Doing this also shows you what you are truly capable of. If I wind back to the person in the first photo and all I did was lie on that gym bench and bench press, what do I find out? Nothing. I know I like to bench press. I know I can do it. But, do the things you don't want to do and you soon find out you have so much more to give. Working out and running has always been a mindset thing for me. I always used it as a tool to cope with difficulties life threw my way. There is no better way to reset yourself that heading out before anyone else is awake and running long distances.
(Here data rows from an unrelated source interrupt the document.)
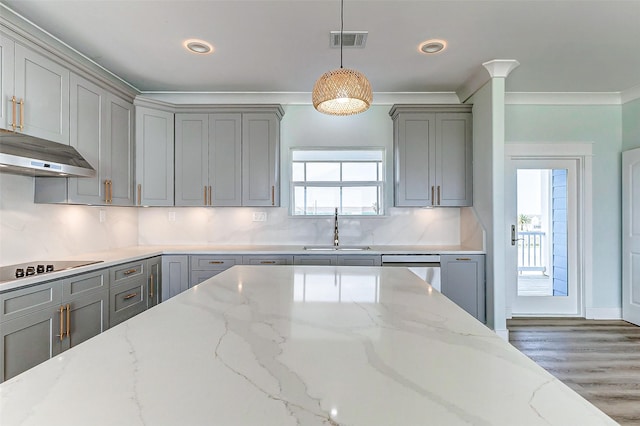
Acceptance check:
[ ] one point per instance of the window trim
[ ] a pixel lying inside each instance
(380, 184)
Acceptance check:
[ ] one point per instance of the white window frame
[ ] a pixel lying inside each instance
(379, 184)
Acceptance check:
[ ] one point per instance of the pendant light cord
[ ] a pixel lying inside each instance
(341, 28)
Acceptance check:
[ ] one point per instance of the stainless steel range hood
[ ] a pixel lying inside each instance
(27, 155)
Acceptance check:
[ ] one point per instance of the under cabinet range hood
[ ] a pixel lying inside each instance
(27, 155)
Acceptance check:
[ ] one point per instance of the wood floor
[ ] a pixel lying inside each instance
(598, 359)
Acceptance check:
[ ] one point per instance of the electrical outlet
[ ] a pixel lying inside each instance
(259, 216)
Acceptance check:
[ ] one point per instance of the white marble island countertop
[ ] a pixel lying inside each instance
(296, 345)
The pavement pounds all that stress out of you.
At the start of the pandemic I had some mental health issues that I was taking a small amount of medication for. It just helped me keep on top of things. Through running and strengthening my mind by pushing myself and doing things that no one else would want to do (getting up at 4am for one!) I no longer needed the meds. I could cope again!
I've since completed an array of challenges and events. I spent the whole of 2021 fundraising for The Children's hospital charity completing 10 events including: The Sheffield Half Marathon, The Yorkshire Marathon, a run from Sheffield to Nottingham (32 miles), a month running 40 miles per week and toughest of all 4x4x48. The 4x4x48 if you haven't heard is where you run 4 miles every 4 hours for 48 hours. This is more a feat of the mind than body and I reflect back on this often as it highlights for me how far I've come not only physically but mentally! There were points I wanted to give up, points I wanted to cry but that final run was one of the best feelings in the world and I ended up doing one of the fastest runs of the whole challenge!!
More recently I've been getting involved in social media aspect of running. The community is huge and incredible. I find so much support comes from people I have never met! Yet there is always someone giving you a thumbs up or words of encouragement. And I reciprocate to others who I see going through what I have (or similar). I've completed a couple of the Flying Gazelle virtual events, I find they are a great way to keep a check on your progress between the big live events as well as giving you a direction in training and I have joined their Strava club, which I forever spend trying to top that leaderboard! If you're a runner, new or old, get involved is my advice.
Joe is a runner from Sheffield that got into running in January 2020 following the birth of his first child. He is currently training for Manchester Marathon and an Ultra X summer series 50k.